Zerouali Bilel, Bailek Nadjem, Tariq Aqil, Kuriqi Alban, Guermoui Mawloud, Alharbi Amal H, Khafaga Doaa Sami, El-Kenawy El-Sayed M
Laboratory of Architecture, Cities and Environment, Department of Hydraulic, Faculty of Civil Engineering and Architecture, Hassiba Benbouali University of Chlef, B.P. 78C, 02180, Ouled Fares, Chlef, Algeria.
Laboratory of Mathematics Modeling and Applications, Department of Mathematics and Computer Science, Faculty of Sciences and Technology, Ahmed Draia University of Adrar, 01000, Adrar, Algeria.
Sci Rep. 2024 Sep 18;14(1):21812. doi: 10.1038/s41598-024-72588-5.
The evaluation of slope stability is of crucial importance in geotechnical engineering and has significant implications for infrastructure safety, natural hazard mitigation, and environmental protection. This study aimed to identify the most influential factors affecting slope stability and evaluate the performance of various machine learning models for classifying slope stability. Through correlation analysis and feature importance evaluation using a random forest regressor, cohesion, unit weight, slope height, and friction angle were identified as the most critical parameters influencing slope stability. This research assessed the effectiveness of machine learning techniques combined with modern feature selection algorithms and conventional feature analysis methods. The performance of deep learning models, including recurrent neural networks (RNNs), long short-term memory (LSTM) networks, and generative adversarial networks (GANs), in slope stability classification was evaluated. The GAN model demonstrated superior performance, achieving the highest overall accuracy of 0.913 and the highest area under the ROC curve (AUC) of 0.9285. Integration of the binary bGGO technique for feature selection with the GAN model led to significant improvements in classification performance, with the bGGO-GAN model showing enhanced sensitivity, positive predictive value, negative predictive value, and F1 score compared to the classical GAN model. The bGGO-GAN model achieved 95% accuracy on a substantial dataset of 627 samples, demonstrating competitive performance against other models in the literature while offering strong generalizability. This study highlights the potential of advanced machine learning techniques and feature selection methods for improving slope stability classification and provides valuable insights for geotechnical engineering applications.
边坡稳定性评价在岩土工程中至关重要,对基础设施安全、自然灾害缓解和环境保护具有重要意义。本研究旨在确定影响边坡稳定性的最具影响力因素,并评估各种机器学习模型对边坡稳定性进行分类的性能。通过使用随机森林回归器进行相关性分析和特征重要性评估,确定了黏聚力、重度、边坡高度和摩擦角是影响边坡稳定性的最关键参数。

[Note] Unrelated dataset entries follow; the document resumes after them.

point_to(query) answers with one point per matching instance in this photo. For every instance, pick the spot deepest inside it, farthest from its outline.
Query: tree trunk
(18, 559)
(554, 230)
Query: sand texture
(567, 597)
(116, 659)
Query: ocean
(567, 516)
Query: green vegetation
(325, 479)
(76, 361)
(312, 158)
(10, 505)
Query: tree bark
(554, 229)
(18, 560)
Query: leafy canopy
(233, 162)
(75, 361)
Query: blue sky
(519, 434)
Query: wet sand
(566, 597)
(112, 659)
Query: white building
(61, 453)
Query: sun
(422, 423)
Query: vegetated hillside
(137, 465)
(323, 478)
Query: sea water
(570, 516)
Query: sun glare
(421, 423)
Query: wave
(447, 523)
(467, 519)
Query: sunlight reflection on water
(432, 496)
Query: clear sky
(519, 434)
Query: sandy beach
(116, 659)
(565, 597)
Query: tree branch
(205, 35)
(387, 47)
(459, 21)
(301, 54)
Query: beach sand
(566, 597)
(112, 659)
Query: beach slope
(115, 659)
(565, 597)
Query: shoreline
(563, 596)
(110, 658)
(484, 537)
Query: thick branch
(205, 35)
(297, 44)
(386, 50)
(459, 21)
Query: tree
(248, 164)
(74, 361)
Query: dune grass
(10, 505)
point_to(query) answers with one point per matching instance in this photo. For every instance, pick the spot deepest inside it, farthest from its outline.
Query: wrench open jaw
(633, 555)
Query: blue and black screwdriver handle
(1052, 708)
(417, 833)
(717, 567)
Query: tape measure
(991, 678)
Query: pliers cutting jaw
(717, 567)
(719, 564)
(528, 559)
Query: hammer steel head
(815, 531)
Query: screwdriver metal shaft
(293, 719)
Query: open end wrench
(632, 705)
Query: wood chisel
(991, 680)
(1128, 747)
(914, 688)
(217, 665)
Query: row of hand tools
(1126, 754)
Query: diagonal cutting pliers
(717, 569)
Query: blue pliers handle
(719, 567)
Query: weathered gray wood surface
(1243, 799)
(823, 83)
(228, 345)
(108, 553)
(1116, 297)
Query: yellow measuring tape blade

本研究评估了机器学习技术与现代特征选择算法及传统特征分析方法相结合的有效性。评估了深度学习模型,包括递归神经网络(RNN)、长短期记忆(LSTM)网络和生成对抗网络(GAN)在边坡稳定性分类中的性能。GAN模型表现出卓越性能,总体准确率最高达到0.913,ROC曲线下面积(AUC)最高达到0.9285。将用于特征选择的二元bGGO技术与GAN模型相结合,显著提高了分类性能,与经典GAN模型相比,bGGO-GAN模型在灵敏度、阳性预测值、阴性预测值和F1分数方面均有所增强。bGGO-GAN模型在包含627个样本的大量数据集上达到了95%的准确率,在与文献中的其他模型相比时表现出竞争力,同时具有很强的泛化能力。本研究突出了先进机器学习技术和特征选择方法在改善边坡稳定性分类方面的潜力,并为岩土工程应用提供了有价值的见解。